Ratko Mladic, a typical officer mutated from what used to be the Yugoslav people’s army, was the commander of the forces that overran the enclave. He commanded what he said was the revenge upon the Turks for the events from the early 19th century. Thousands of white Muslim gravestones at the terrifying and extremely sad Srebrenica memorial remain as a symbol of that “revenge”. Thousands are still missing, their bones hidden in heavy Bosnian soil.

I have never seen Ratko Mladic, I never photographed him, but his bloody signature is written all over my pictures. Every time I would go to another mass grave or a mass funeral of victims of his “revenge”, the face of a man confident he is doing the right thing would come into the frame. Rolled up sleeves, binoculars in his hands as he ordered his artillery “Don’t let them sleep. Make them lose their minds.”

I will carry the mud from mass graves and the smell of decomposing bodies on my shoes wherever I go. I will continue shooting my Srebrenica pictures on every story of crimes against humanity no matter how far and different they may be.

Now, after more than 15 years on the run Ratko Mladic was captured in a small village in Serbia and is on his way to join Radovan Karadzic, his war-time president and another “butcher of Balkans” according to the international press, in the Hague. Looking at the few handout pictures of an old man emerging from the Belgrade court – Mladic is almost seventy now – sends chills down my spine. I’m not even sure I want to see him any more, to hear what he has to say, his words from the ’90s were enough, there is not much else to say.

All that could be heard from the pictures – a sea of coffins lined up for the funeral every 11th of July, a wrinkled face of a woman, the only survivor in her family, as she holds a photo of her killed son, bones bulldozed in the mass graves, the names on the memorial…

And don’t forget Sarajevo and its siege, the longest in the modern history of wars – Mladic was in charge of that one, too.

Covering one long story is not an easy thing to do, no matter how big and important it is. Fifteen years of the same – one could ask “does anyone care anymore?” How many times can the same story be written and will papers print it at all?

The threshold was getting very high as the years passed and questions were asked – how many at this mass grave, is it over one hundred? Anything special? A baby skull with a bullet hole, maybe a body impaled on the stake? Only thirty bodies?

As I was went from one site of atrocities to another, Mladic was still in hiding raising questions that made my head hurt like hell. He would only appear from time to time on the posters or t-shirts of his supporters – there are people still calling him the hero. That is where the reality bites and pictures get scary – ghosts of victims dancing between white grave marks in our photos are harmless.

The general is in the custody now, but, just like these pictures, his “revenge” remains imprinted in the sad history of a beautiful country.


Some of the best advice I’ve ever heard in our profession was to take every assignment as it was never done before and you are the only one to witness it. No matter what was the year – 1995 or 2005 – every time I go to Srebrenica, I would have the feeling that I’m doing something that is more that just a regular story.

It is, simply, the biggest story of my life.

  1. Eloquent questions Damir.
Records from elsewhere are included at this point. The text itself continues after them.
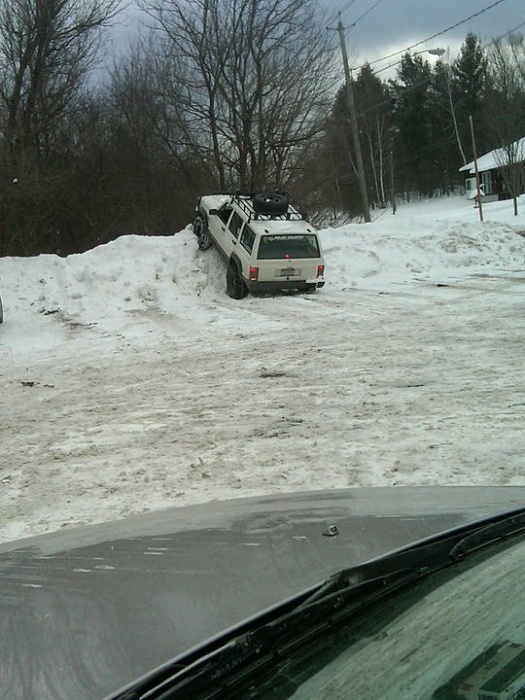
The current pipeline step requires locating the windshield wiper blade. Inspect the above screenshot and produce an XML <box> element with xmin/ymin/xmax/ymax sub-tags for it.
<box><xmin>449</xmin><ymin>509</ymin><xmax>525</xmax><ymax>560</ymax></box>
<box><xmin>304</xmin><ymin>507</ymin><xmax>525</xmax><ymax>608</ymax></box>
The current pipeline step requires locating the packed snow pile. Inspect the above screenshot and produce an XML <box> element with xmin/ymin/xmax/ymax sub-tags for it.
<box><xmin>323</xmin><ymin>215</ymin><xmax>524</xmax><ymax>289</ymax></box>
<box><xmin>0</xmin><ymin>195</ymin><xmax>524</xmax><ymax>542</ymax></box>
<box><xmin>2</xmin><ymin>195</ymin><xmax>524</xmax><ymax>354</ymax></box>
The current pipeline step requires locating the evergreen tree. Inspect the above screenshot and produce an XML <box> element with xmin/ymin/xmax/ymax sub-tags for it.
<box><xmin>390</xmin><ymin>53</ymin><xmax>435</xmax><ymax>196</ymax></box>
<box><xmin>324</xmin><ymin>85</ymin><xmax>362</xmax><ymax>215</ymax></box>
<box><xmin>452</xmin><ymin>33</ymin><xmax>490</xmax><ymax>156</ymax></box>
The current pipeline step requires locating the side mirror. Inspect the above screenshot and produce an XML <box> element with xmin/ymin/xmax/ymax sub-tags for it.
<box><xmin>208</xmin><ymin>209</ymin><xmax>218</xmax><ymax>216</ymax></box>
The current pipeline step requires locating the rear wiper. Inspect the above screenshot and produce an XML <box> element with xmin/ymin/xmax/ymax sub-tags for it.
<box><xmin>110</xmin><ymin>507</ymin><xmax>525</xmax><ymax>700</ymax></box>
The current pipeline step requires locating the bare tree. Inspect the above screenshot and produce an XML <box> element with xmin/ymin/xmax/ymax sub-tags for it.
<box><xmin>353</xmin><ymin>65</ymin><xmax>391</xmax><ymax>208</ymax></box>
<box><xmin>486</xmin><ymin>37</ymin><xmax>525</xmax><ymax>215</ymax></box>
<box><xmin>141</xmin><ymin>0</ymin><xmax>336</xmax><ymax>191</ymax></box>
<box><xmin>104</xmin><ymin>40</ymin><xmax>205</xmax><ymax>234</ymax></box>
<box><xmin>0</xmin><ymin>0</ymin><xmax>121</xmax><ymax>254</ymax></box>
<box><xmin>0</xmin><ymin>0</ymin><xmax>121</xmax><ymax>165</ymax></box>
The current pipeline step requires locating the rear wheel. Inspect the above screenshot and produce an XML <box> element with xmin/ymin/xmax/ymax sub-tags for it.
<box><xmin>226</xmin><ymin>262</ymin><xmax>248</xmax><ymax>299</ymax></box>
<box><xmin>193</xmin><ymin>215</ymin><xmax>212</xmax><ymax>251</ymax></box>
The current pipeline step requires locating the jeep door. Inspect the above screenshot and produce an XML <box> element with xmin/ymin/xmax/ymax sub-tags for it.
<box><xmin>223</xmin><ymin>211</ymin><xmax>244</xmax><ymax>259</ymax></box>
<box><xmin>212</xmin><ymin>207</ymin><xmax>244</xmax><ymax>259</ymax></box>
<box><xmin>210</xmin><ymin>204</ymin><xmax>234</xmax><ymax>257</ymax></box>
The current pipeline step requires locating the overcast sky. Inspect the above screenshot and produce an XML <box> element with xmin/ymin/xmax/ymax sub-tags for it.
<box><xmin>327</xmin><ymin>0</ymin><xmax>523</xmax><ymax>74</ymax></box>
<box><xmin>112</xmin><ymin>0</ymin><xmax>523</xmax><ymax>79</ymax></box>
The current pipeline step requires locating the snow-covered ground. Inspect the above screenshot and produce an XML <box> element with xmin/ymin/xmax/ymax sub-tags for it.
<box><xmin>1</xmin><ymin>195</ymin><xmax>524</xmax><ymax>543</ymax></box>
As you say, this story could be read into a hundred others of similar injustice that continue reoccurring despite campaigns and journalistic exposure. Why do we continue to photograph such things, do you think? Do you feel we make a difference? Fantastic images btw.
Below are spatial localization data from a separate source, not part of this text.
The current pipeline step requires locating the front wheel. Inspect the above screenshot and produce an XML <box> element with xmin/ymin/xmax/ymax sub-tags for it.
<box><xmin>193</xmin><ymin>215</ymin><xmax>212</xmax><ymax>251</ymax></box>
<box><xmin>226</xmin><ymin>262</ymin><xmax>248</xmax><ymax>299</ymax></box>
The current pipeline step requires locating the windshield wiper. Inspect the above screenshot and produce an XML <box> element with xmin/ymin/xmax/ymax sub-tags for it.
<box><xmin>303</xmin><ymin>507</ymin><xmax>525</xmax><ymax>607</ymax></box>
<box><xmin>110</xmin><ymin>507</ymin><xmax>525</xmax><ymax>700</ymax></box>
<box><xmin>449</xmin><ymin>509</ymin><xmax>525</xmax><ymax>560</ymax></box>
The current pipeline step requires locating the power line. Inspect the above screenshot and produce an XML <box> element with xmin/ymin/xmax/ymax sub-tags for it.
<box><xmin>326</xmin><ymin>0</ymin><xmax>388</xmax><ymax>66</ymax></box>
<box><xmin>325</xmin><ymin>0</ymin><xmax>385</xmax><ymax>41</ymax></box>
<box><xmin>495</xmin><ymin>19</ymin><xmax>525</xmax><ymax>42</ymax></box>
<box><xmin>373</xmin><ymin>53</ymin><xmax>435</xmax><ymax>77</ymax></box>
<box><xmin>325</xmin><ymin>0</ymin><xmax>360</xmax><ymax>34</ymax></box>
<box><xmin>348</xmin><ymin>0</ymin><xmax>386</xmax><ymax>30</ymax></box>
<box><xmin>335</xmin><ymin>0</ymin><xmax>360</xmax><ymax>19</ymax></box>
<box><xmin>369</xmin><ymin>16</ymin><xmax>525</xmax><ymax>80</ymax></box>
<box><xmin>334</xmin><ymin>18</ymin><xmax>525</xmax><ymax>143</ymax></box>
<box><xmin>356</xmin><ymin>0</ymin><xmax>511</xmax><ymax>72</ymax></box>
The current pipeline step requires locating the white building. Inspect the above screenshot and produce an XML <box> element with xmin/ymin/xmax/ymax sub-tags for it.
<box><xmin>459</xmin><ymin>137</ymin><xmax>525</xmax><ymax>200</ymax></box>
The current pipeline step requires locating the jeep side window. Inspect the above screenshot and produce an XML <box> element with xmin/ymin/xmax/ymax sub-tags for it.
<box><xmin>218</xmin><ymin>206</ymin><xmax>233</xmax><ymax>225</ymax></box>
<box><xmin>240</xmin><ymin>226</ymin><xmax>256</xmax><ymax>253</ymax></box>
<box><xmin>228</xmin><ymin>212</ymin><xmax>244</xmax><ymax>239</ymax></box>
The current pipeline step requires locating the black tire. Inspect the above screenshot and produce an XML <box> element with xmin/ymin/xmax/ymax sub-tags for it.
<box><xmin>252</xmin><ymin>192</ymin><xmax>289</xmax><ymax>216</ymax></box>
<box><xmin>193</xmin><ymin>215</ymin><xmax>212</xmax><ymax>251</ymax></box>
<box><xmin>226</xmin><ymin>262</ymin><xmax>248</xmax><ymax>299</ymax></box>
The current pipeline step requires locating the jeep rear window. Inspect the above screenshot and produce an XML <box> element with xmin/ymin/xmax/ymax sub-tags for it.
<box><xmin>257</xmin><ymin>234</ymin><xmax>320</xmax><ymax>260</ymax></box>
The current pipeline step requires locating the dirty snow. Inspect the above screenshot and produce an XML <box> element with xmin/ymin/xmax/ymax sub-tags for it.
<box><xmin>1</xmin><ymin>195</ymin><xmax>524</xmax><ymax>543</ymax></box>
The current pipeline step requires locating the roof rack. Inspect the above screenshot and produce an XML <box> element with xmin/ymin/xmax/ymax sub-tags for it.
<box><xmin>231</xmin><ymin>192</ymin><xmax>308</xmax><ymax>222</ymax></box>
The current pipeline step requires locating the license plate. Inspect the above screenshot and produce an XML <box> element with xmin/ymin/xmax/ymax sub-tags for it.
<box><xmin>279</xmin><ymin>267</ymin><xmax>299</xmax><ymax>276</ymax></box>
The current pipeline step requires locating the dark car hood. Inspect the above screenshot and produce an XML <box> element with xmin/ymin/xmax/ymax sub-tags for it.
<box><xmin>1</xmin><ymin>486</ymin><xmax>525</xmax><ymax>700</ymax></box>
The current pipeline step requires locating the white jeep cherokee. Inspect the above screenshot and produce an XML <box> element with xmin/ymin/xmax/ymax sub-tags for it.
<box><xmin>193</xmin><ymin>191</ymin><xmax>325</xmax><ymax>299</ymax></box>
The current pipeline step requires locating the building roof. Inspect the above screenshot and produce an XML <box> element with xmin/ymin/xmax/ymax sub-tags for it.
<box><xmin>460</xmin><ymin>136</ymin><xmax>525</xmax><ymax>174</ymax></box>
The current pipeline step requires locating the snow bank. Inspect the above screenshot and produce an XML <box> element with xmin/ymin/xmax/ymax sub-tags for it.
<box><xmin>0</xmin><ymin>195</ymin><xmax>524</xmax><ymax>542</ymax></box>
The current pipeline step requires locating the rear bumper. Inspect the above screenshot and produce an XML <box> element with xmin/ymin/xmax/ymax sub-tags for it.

    • Of course we make a difference! Well, our pictures, I should say here…

      What else – to leave only the numbers and quotes to tell the story?! They are capable of doing so, no questions about it – but what’s gonna make people read those words and check the numbers?
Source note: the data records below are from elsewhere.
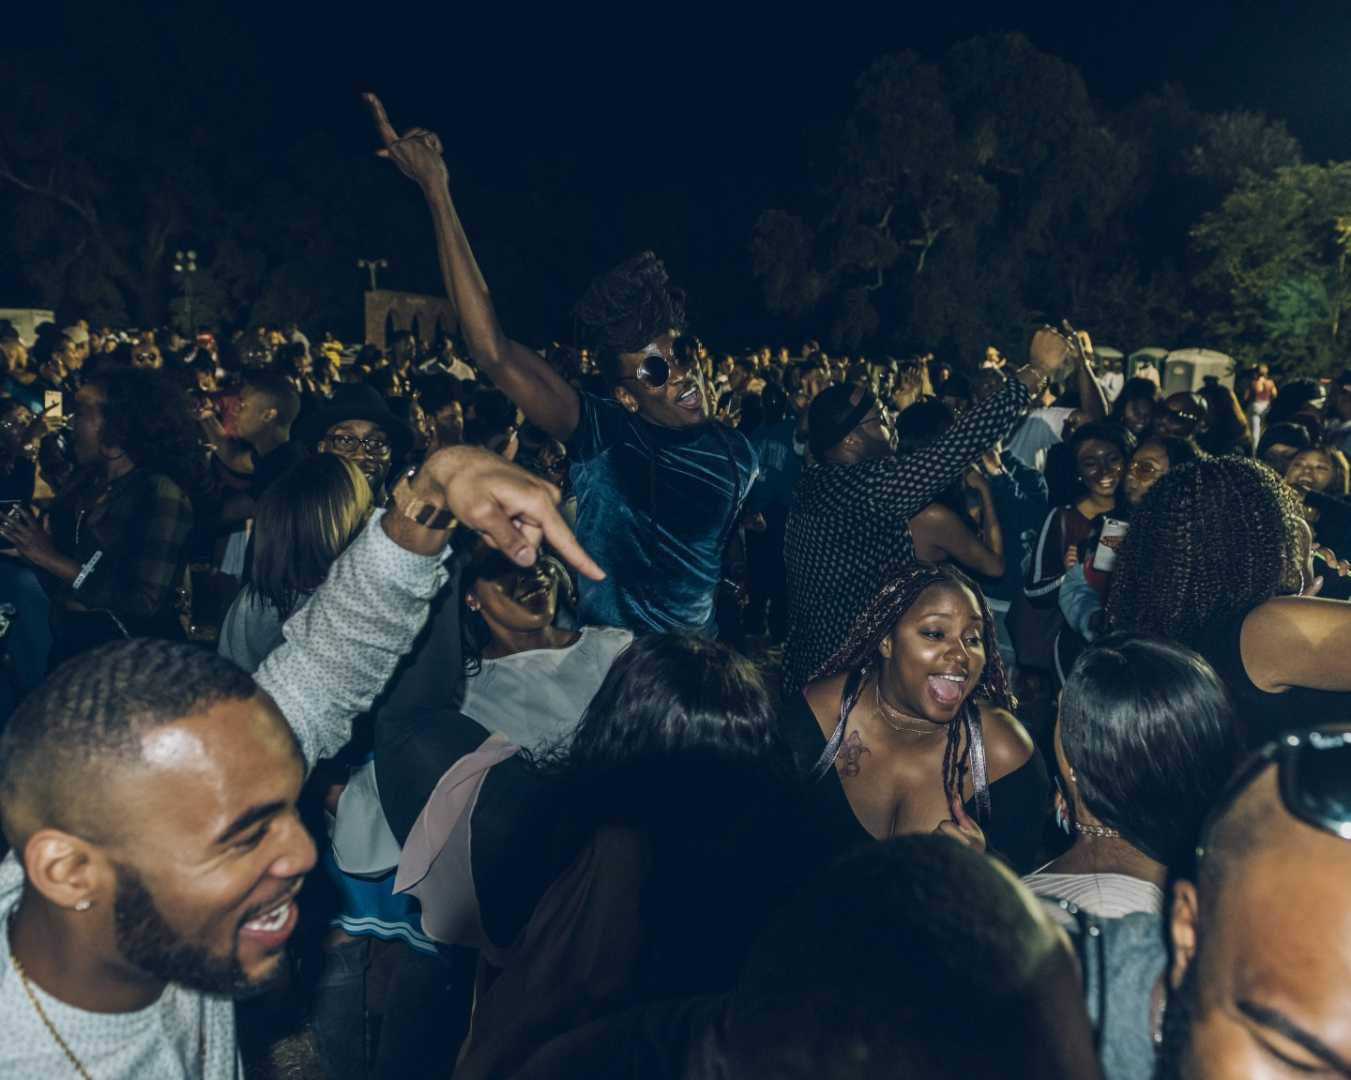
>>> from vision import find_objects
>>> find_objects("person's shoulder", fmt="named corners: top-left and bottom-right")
top-left (912, 501), bottom-right (961, 526)
top-left (977, 703), bottom-right (1035, 778)
top-left (139, 470), bottom-right (190, 502)
top-left (802, 672), bottom-right (847, 725)
top-left (581, 624), bottom-right (636, 653)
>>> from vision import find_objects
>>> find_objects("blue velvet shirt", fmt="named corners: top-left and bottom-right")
top-left (568, 392), bottom-right (759, 634)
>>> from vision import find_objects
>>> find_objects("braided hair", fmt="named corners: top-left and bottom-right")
top-left (572, 251), bottom-right (686, 386)
top-left (812, 563), bottom-right (1014, 817)
top-left (1106, 457), bottom-right (1306, 645)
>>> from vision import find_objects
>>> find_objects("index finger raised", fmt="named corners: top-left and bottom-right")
top-left (362, 92), bottom-right (399, 147)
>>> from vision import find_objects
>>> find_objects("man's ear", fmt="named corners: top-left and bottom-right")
top-left (1169, 879), bottom-right (1200, 990)
top-left (612, 385), bottom-right (640, 415)
top-left (262, 406), bottom-right (278, 425)
top-left (23, 828), bottom-right (112, 912)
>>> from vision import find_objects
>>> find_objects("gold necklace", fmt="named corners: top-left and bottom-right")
top-left (6, 909), bottom-right (206, 1077)
top-left (8, 911), bottom-right (94, 1080)
top-left (873, 675), bottom-right (947, 736)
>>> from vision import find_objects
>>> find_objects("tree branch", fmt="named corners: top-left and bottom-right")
top-left (0, 154), bottom-right (100, 230)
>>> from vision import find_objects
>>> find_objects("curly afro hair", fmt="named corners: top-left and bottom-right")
top-left (572, 251), bottom-right (686, 386)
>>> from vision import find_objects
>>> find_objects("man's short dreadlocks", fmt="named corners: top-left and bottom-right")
top-left (572, 251), bottom-right (686, 386)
      Or what’s gonna make them to remember?

      • images make a difference to analysis and statistics, and vice versa, 1:1. it’s the complementary crafts of journalism i suppose. and the purpose of journalism is history, of and for: now and forever. history would be poor without photos like these.

  2. God, this world is awful.

    There is not much else that you could have done but to make such images; in such an case what else can a photographer do but work with journalists and gather evidence?